Wir – Jochen Frowein, Hans Meyer, Christian Pestalozza und Hans Herbert von Arnim – hatten deshalb zusammen mit hundert weiteren Professorinnen und Professoren des Staatsrechts in einem Offenen Brief an den Bundestag appelliert, das Wahlrecht so zu ändern, dass die Zahl der Abgeordneten bei der nächsten Wahl auf die Normalgröße von 598 zurückgeführt wird. Doch die nötige Kompromiss- und Reformbereitschaft ist immer noch nicht in Sicht.

Da wir von Freunden und Bekannten immer wieder gefragt wurden, ob nicht auch sie unterschreiben könnten, machen wir diese Petition, die für jedermann und jede Frau offen ist. Wenn möglichst viele zustimmen, kann zusätzlicher Druck auf den Bundestag entstehen, endlich zu handeln und, wenn die Zeit knapp wird, notfalls auch die Termine für die Vorbereitung der Wahl hinauszuschieben. Gewiss, die Reform verlangt das Zurückstellen von Eigeninteressen der Parteien und Abgeordneten. Doch das ist unerlässlich.
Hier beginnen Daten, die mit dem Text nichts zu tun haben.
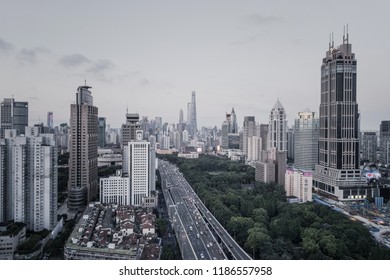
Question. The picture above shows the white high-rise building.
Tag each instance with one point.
(254, 148)
(29, 180)
(137, 155)
(299, 184)
(277, 129)
(115, 190)
(306, 141)
(249, 130)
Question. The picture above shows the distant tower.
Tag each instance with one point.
(83, 174)
(384, 138)
(233, 128)
(181, 118)
(249, 130)
(306, 140)
(14, 115)
(28, 179)
(50, 124)
(338, 171)
(277, 130)
(129, 128)
(102, 132)
(193, 128)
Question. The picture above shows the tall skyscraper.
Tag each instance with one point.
(264, 136)
(181, 116)
(277, 130)
(28, 179)
(50, 123)
(249, 130)
(338, 170)
(102, 132)
(299, 183)
(234, 126)
(306, 140)
(192, 122)
(83, 158)
(14, 115)
(138, 157)
(225, 130)
(129, 128)
(384, 140)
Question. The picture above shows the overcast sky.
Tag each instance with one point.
(150, 55)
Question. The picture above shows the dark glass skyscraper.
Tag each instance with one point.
(14, 115)
(83, 175)
(338, 170)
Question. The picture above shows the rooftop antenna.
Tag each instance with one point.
(332, 40)
(344, 35)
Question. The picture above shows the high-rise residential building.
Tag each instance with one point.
(13, 115)
(338, 170)
(369, 146)
(83, 146)
(254, 148)
(115, 189)
(299, 183)
(290, 143)
(225, 130)
(384, 142)
(249, 130)
(277, 129)
(181, 116)
(192, 121)
(138, 157)
(264, 136)
(234, 126)
(28, 179)
(280, 166)
(265, 171)
(50, 121)
(102, 132)
(306, 140)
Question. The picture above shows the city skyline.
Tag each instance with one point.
(149, 57)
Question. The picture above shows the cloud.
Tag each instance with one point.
(144, 82)
(5, 46)
(30, 55)
(73, 60)
(260, 19)
(100, 66)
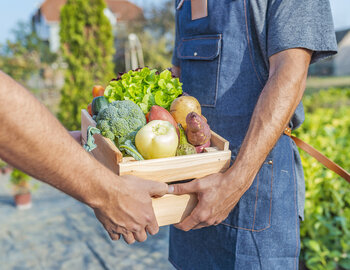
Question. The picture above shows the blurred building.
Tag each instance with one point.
(342, 59)
(46, 20)
(338, 65)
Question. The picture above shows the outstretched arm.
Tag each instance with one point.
(219, 193)
(34, 141)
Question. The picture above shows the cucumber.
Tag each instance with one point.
(98, 104)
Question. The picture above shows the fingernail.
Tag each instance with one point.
(171, 189)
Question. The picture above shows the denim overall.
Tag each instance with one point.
(218, 68)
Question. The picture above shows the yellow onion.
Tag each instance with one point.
(157, 139)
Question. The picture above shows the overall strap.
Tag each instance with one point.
(317, 155)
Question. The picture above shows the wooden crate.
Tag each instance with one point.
(169, 209)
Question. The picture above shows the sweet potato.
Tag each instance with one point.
(159, 113)
(182, 106)
(198, 131)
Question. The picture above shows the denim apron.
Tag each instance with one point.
(218, 67)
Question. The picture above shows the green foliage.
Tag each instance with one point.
(26, 54)
(326, 230)
(156, 35)
(146, 88)
(87, 49)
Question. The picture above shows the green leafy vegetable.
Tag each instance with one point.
(145, 87)
(90, 145)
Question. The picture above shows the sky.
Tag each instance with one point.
(12, 11)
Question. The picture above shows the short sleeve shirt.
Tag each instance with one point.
(272, 26)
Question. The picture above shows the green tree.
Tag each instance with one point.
(87, 49)
(156, 35)
(26, 54)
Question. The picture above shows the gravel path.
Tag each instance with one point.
(61, 233)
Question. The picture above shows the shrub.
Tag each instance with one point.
(325, 232)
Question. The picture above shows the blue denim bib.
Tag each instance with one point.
(219, 67)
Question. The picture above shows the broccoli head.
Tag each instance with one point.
(120, 121)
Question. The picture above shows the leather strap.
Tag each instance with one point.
(317, 155)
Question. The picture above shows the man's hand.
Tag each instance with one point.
(126, 208)
(217, 195)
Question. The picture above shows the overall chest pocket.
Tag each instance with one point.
(200, 67)
(253, 212)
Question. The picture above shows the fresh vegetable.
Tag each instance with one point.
(159, 113)
(198, 131)
(90, 144)
(157, 139)
(90, 109)
(145, 87)
(120, 119)
(98, 90)
(182, 106)
(98, 104)
(120, 122)
(184, 147)
(200, 148)
(147, 117)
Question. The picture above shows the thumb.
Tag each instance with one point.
(185, 188)
(157, 189)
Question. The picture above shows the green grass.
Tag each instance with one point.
(314, 84)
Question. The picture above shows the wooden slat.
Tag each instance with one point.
(210, 149)
(178, 168)
(219, 142)
(171, 209)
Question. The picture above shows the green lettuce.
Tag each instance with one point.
(146, 87)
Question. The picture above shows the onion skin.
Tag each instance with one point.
(200, 148)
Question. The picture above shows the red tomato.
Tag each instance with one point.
(90, 109)
(98, 90)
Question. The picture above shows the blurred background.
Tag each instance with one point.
(59, 55)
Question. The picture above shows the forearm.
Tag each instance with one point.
(34, 141)
(274, 109)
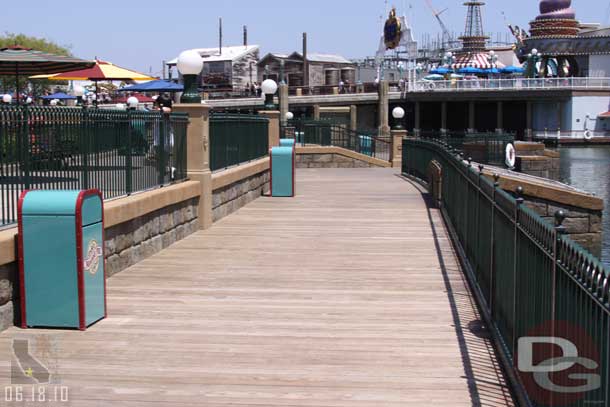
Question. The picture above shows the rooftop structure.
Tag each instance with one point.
(474, 37)
(568, 47)
(227, 68)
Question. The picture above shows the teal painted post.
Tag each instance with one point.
(85, 146)
(163, 131)
(128, 163)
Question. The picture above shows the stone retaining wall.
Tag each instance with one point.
(535, 159)
(126, 244)
(584, 226)
(330, 161)
(133, 241)
(230, 198)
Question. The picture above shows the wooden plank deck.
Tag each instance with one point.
(348, 295)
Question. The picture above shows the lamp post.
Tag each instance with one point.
(79, 91)
(269, 87)
(398, 113)
(532, 60)
(449, 59)
(132, 102)
(190, 65)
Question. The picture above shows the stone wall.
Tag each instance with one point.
(230, 198)
(584, 226)
(329, 161)
(535, 159)
(133, 241)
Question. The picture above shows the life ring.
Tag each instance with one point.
(588, 135)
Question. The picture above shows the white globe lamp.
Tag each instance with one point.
(269, 87)
(190, 65)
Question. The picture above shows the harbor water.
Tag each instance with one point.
(588, 169)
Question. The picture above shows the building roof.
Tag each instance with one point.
(232, 53)
(328, 58)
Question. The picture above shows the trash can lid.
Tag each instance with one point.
(52, 202)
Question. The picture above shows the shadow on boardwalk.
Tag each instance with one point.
(348, 295)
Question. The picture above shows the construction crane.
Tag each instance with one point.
(447, 37)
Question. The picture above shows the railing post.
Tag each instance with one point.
(86, 147)
(274, 126)
(396, 158)
(164, 128)
(128, 153)
(519, 202)
(198, 156)
(25, 135)
(492, 263)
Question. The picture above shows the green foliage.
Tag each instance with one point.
(7, 83)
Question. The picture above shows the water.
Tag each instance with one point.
(588, 169)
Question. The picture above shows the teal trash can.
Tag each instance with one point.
(61, 258)
(282, 171)
(285, 142)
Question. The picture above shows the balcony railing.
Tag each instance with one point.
(514, 84)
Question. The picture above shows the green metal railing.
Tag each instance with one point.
(485, 148)
(332, 133)
(236, 139)
(118, 152)
(533, 282)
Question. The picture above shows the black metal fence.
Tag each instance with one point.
(330, 133)
(118, 152)
(547, 297)
(485, 148)
(236, 139)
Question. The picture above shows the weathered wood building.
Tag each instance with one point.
(230, 68)
(319, 69)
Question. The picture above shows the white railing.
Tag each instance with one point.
(461, 85)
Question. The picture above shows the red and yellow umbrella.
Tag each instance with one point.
(101, 71)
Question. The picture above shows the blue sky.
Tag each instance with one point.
(140, 34)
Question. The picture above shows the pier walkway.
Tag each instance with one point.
(347, 295)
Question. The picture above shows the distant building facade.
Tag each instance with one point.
(230, 69)
(318, 70)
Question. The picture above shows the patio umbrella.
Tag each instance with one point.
(23, 61)
(434, 77)
(141, 98)
(59, 96)
(512, 69)
(154, 86)
(101, 71)
(441, 71)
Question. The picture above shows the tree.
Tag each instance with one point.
(7, 83)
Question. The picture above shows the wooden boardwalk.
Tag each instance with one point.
(348, 295)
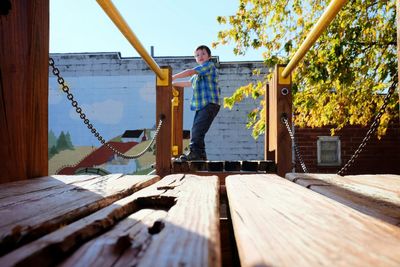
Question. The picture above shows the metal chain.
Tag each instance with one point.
(90, 126)
(371, 130)
(296, 149)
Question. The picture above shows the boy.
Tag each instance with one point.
(205, 101)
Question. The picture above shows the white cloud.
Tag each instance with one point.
(107, 112)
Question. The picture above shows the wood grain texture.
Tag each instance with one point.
(375, 195)
(30, 209)
(174, 222)
(24, 50)
(279, 223)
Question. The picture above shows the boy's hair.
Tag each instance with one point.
(204, 47)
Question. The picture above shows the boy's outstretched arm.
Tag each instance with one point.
(182, 84)
(183, 74)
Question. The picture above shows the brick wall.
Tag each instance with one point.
(378, 156)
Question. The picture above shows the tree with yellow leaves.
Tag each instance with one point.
(342, 78)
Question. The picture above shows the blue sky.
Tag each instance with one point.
(173, 27)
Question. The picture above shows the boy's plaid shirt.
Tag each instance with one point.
(205, 86)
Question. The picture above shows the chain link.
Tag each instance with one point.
(371, 130)
(89, 125)
(296, 149)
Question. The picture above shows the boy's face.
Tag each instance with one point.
(201, 56)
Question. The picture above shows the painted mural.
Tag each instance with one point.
(121, 108)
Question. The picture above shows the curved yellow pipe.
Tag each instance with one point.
(323, 22)
(119, 21)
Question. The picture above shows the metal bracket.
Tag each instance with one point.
(164, 82)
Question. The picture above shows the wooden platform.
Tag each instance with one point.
(191, 220)
(156, 226)
(264, 166)
(375, 195)
(278, 223)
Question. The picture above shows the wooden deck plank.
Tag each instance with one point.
(375, 195)
(181, 230)
(278, 223)
(30, 213)
(13, 189)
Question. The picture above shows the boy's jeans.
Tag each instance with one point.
(201, 123)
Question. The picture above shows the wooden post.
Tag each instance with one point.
(24, 50)
(177, 127)
(163, 110)
(280, 104)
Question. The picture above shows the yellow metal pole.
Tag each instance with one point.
(119, 21)
(323, 22)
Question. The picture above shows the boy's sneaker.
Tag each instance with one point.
(192, 156)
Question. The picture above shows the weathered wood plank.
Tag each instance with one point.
(21, 188)
(375, 195)
(174, 222)
(24, 52)
(278, 223)
(37, 209)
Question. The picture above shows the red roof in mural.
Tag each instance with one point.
(100, 156)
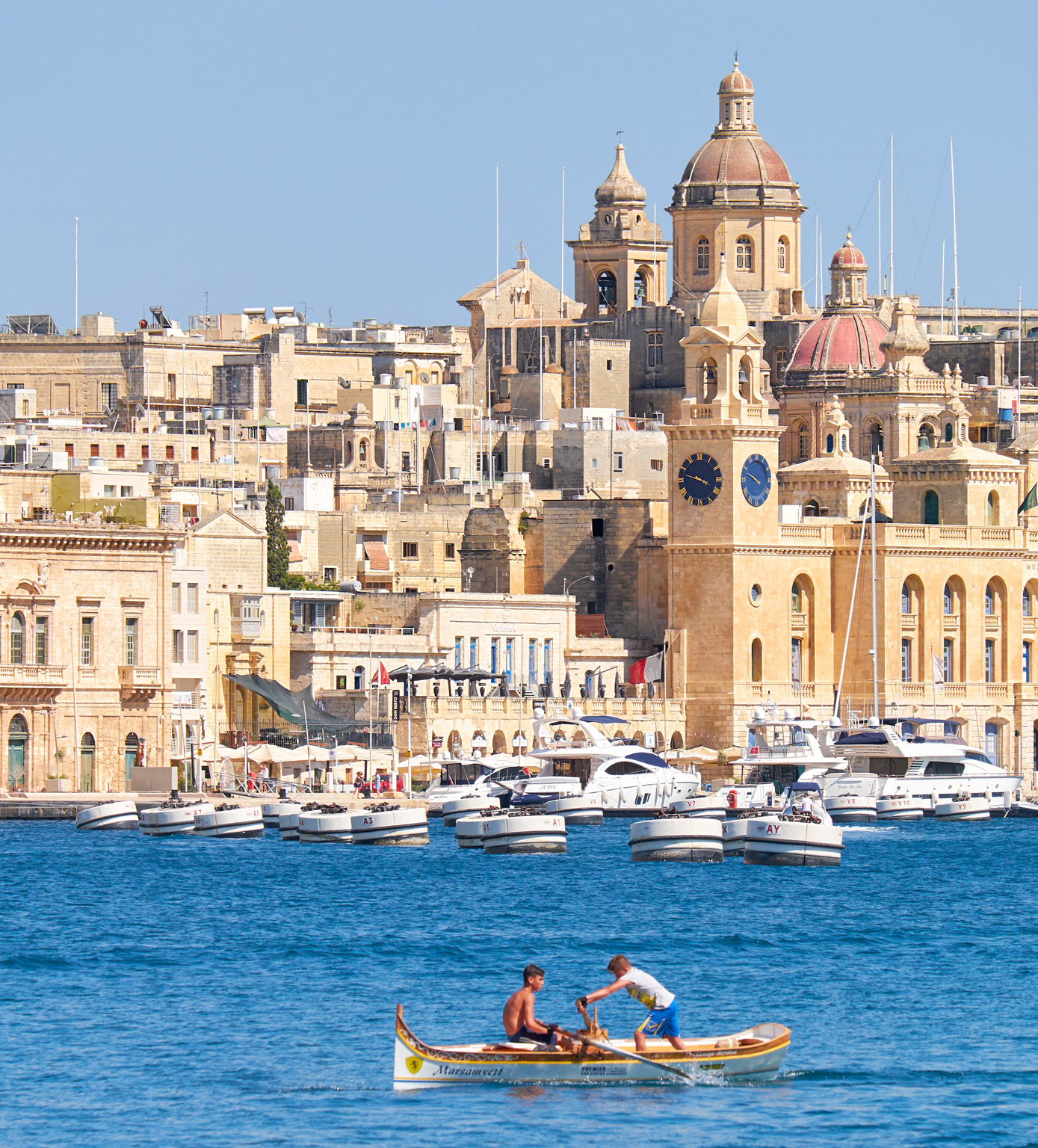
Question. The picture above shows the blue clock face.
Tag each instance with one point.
(757, 480)
(699, 479)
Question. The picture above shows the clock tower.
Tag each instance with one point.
(723, 525)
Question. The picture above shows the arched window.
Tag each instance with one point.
(931, 509)
(17, 736)
(17, 640)
(607, 284)
(756, 660)
(87, 764)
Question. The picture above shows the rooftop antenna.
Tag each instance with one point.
(496, 226)
(76, 316)
(563, 252)
(954, 246)
(892, 215)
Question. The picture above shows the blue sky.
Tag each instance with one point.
(344, 156)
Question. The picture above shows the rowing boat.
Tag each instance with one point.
(755, 1054)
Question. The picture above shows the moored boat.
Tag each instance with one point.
(108, 815)
(676, 837)
(457, 807)
(391, 824)
(230, 821)
(802, 835)
(325, 826)
(578, 811)
(963, 806)
(525, 833)
(272, 812)
(171, 818)
(753, 1054)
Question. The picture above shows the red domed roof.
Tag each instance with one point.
(838, 341)
(847, 256)
(744, 158)
(735, 83)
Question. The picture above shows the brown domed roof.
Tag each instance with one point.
(743, 158)
(837, 341)
(620, 186)
(847, 256)
(735, 83)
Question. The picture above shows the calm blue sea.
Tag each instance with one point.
(193, 992)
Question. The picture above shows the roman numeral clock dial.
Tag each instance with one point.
(699, 479)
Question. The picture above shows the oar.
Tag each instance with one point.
(607, 1047)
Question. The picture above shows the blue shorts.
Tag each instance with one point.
(661, 1022)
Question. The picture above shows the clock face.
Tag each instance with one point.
(699, 479)
(757, 480)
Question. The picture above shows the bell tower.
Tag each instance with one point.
(620, 259)
(723, 526)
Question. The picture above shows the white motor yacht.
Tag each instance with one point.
(803, 833)
(498, 777)
(579, 759)
(926, 762)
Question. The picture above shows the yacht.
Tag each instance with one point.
(498, 777)
(781, 750)
(929, 765)
(578, 758)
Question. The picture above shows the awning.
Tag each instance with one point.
(374, 550)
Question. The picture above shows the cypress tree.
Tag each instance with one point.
(277, 544)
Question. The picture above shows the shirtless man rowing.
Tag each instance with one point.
(519, 1021)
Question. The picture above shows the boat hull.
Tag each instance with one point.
(695, 839)
(460, 806)
(325, 828)
(770, 841)
(578, 811)
(755, 1054)
(245, 821)
(391, 827)
(158, 822)
(108, 815)
(534, 833)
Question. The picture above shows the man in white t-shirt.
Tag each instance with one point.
(661, 1004)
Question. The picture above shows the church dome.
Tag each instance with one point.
(835, 342)
(847, 256)
(735, 164)
(620, 186)
(735, 81)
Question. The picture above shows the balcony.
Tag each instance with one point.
(143, 681)
(31, 681)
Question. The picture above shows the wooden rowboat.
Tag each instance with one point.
(755, 1054)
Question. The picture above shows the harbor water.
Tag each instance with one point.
(203, 992)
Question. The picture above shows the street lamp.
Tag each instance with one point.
(567, 586)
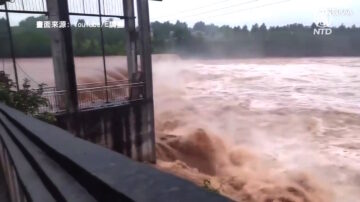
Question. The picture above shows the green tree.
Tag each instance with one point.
(25, 99)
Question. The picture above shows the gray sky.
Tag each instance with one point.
(248, 12)
(270, 12)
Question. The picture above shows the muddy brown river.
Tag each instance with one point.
(279, 129)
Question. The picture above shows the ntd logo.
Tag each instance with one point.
(322, 29)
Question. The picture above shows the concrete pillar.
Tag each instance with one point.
(147, 109)
(62, 52)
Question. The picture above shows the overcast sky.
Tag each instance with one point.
(270, 12)
(247, 12)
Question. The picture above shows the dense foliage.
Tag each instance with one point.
(25, 99)
(199, 40)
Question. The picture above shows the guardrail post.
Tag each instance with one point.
(147, 108)
(62, 53)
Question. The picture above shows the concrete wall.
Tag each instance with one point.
(117, 128)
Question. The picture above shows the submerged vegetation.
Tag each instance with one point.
(202, 39)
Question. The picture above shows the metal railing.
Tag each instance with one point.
(44, 163)
(94, 97)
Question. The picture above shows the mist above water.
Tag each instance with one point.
(261, 129)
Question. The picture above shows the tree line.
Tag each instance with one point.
(294, 40)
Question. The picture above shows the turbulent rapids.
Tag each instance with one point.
(261, 129)
(255, 130)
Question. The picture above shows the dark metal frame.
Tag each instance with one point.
(21, 9)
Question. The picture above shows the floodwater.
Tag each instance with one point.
(255, 130)
(262, 129)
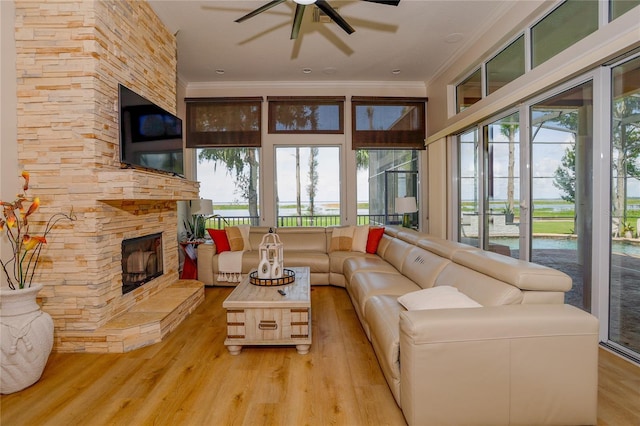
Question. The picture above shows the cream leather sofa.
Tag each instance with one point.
(523, 357)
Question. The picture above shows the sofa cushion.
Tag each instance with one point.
(360, 237)
(396, 252)
(303, 238)
(219, 237)
(522, 274)
(369, 263)
(338, 258)
(234, 235)
(423, 267)
(373, 239)
(441, 297)
(341, 238)
(256, 233)
(383, 316)
(365, 284)
(316, 261)
(442, 247)
(482, 288)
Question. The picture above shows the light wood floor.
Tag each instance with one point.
(191, 379)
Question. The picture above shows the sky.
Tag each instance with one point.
(219, 185)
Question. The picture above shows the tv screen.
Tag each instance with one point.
(150, 137)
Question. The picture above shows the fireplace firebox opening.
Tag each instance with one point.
(141, 261)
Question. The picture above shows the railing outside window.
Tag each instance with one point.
(221, 222)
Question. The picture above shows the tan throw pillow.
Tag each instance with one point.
(236, 242)
(244, 230)
(360, 237)
(341, 239)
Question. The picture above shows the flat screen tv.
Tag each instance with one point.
(150, 137)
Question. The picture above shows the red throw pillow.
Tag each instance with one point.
(219, 237)
(375, 235)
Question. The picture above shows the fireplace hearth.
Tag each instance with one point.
(141, 261)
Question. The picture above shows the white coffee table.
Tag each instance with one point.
(260, 315)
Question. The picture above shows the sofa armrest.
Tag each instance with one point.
(514, 364)
(205, 263)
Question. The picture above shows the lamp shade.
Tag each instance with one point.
(202, 207)
(406, 205)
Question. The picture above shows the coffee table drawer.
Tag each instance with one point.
(268, 325)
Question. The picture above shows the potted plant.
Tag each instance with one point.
(26, 332)
(627, 229)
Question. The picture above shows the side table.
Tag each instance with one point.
(190, 267)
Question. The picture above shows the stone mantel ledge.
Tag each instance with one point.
(135, 184)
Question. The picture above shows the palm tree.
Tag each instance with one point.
(242, 163)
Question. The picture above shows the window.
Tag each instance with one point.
(308, 186)
(469, 91)
(230, 177)
(398, 123)
(223, 122)
(502, 156)
(469, 181)
(624, 298)
(306, 115)
(562, 187)
(384, 175)
(572, 21)
(620, 7)
(506, 66)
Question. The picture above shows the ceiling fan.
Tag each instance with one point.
(323, 5)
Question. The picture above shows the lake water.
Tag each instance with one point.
(620, 247)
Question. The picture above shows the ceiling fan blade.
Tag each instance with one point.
(388, 2)
(260, 10)
(297, 21)
(335, 16)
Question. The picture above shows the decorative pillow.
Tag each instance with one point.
(360, 237)
(375, 235)
(341, 238)
(244, 230)
(441, 297)
(219, 237)
(236, 242)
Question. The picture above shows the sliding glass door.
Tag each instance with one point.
(565, 193)
(562, 187)
(624, 282)
(502, 185)
(468, 190)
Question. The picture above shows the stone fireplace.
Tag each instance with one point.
(70, 57)
(142, 259)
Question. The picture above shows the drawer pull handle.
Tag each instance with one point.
(268, 325)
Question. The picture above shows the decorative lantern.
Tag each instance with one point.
(271, 257)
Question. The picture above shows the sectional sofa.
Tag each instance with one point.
(462, 335)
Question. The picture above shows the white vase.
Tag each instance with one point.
(26, 335)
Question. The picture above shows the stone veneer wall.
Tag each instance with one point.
(71, 55)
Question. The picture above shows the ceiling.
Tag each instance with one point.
(410, 42)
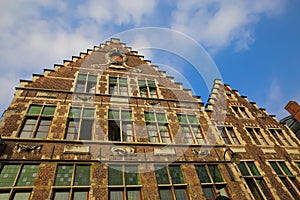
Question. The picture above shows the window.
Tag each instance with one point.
(72, 181)
(190, 129)
(16, 175)
(287, 178)
(228, 135)
(279, 137)
(120, 126)
(118, 86)
(254, 180)
(170, 183)
(211, 181)
(80, 125)
(124, 182)
(256, 135)
(157, 127)
(240, 111)
(86, 83)
(147, 89)
(37, 121)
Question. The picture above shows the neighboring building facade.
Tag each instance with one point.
(109, 125)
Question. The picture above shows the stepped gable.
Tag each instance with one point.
(113, 58)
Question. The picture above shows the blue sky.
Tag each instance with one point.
(254, 43)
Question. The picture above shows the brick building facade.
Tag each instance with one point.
(109, 125)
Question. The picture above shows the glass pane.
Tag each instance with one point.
(243, 169)
(75, 112)
(176, 174)
(151, 84)
(131, 175)
(88, 112)
(161, 175)
(81, 77)
(86, 129)
(113, 80)
(113, 114)
(276, 168)
(116, 195)
(285, 168)
(49, 110)
(8, 175)
(28, 175)
(21, 195)
(4, 196)
(161, 117)
(92, 78)
(208, 192)
(80, 195)
(192, 119)
(61, 195)
(126, 115)
(34, 110)
(253, 169)
(82, 175)
(142, 83)
(180, 194)
(133, 195)
(115, 175)
(182, 118)
(149, 117)
(64, 175)
(215, 173)
(165, 194)
(202, 174)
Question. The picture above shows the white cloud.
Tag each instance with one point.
(219, 23)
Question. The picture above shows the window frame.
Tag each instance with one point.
(72, 188)
(255, 179)
(228, 135)
(78, 123)
(38, 118)
(121, 125)
(88, 85)
(279, 136)
(158, 129)
(257, 135)
(198, 137)
(291, 182)
(213, 184)
(171, 185)
(124, 188)
(14, 188)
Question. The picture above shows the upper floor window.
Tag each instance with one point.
(280, 137)
(118, 86)
(254, 180)
(147, 89)
(72, 182)
(240, 111)
(257, 136)
(211, 181)
(228, 135)
(190, 129)
(120, 126)
(157, 127)
(19, 178)
(170, 182)
(124, 182)
(287, 178)
(37, 121)
(80, 125)
(86, 83)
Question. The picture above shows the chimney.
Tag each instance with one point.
(294, 109)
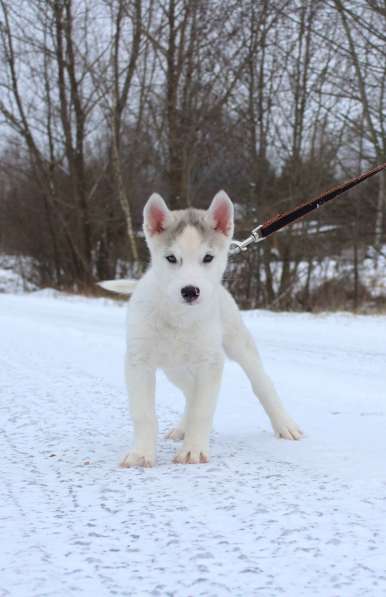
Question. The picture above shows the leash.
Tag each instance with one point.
(279, 221)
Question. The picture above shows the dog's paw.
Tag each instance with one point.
(194, 456)
(136, 459)
(176, 434)
(285, 428)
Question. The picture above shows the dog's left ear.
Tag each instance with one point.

Ein aus den Fugen platzender Bundestag

  • beschädigt die demokratische Legitimation der parlamentarischen Demokratie schwer,
  • beeinträchtigt die Funktionen des Bundestags: Allein sein Wirtschaftsausschuss hat jetzt schon 49 ordentliche Mitglieder,
  • bewirkt unnötige Zusatzkosten: Jeder Abgeordnete kostet den Bürger weit über 35.000 € im Monat (10.083 € steuerpflichtiges Gehalt, 4497 € steuerfreie Kostenpauschale, 22.201 € für persönliche Mitarbeiter und eine großzügige staatsfinanzierte Altersversorgung sowie zahlreiche weitere Kosten),
  • verfälscht die Auswahl der Volksvertreter durch die Bürger: Wer mit seiner Wahl Überhangmandate bewirkt, generiert Ausgleichsmandate für Parteien und Abgeordnete, die er gerade nicht gewählt hat. Ohnehin führen die vielen Überhang- und Ausgleichsmandate dazu, dass statt der eigentlich vorgesehenen 299 Listen-Abgeordneten Abgeordnete über starre, von den Wählern nicht zu verändernde Listen gewählt werden. Kämen nach der nächsten Wahl noch 100 Abgeordnete dazu, würden auch diese alle nach starren, allein von den Parteien zusammengestellten Listen gewählt.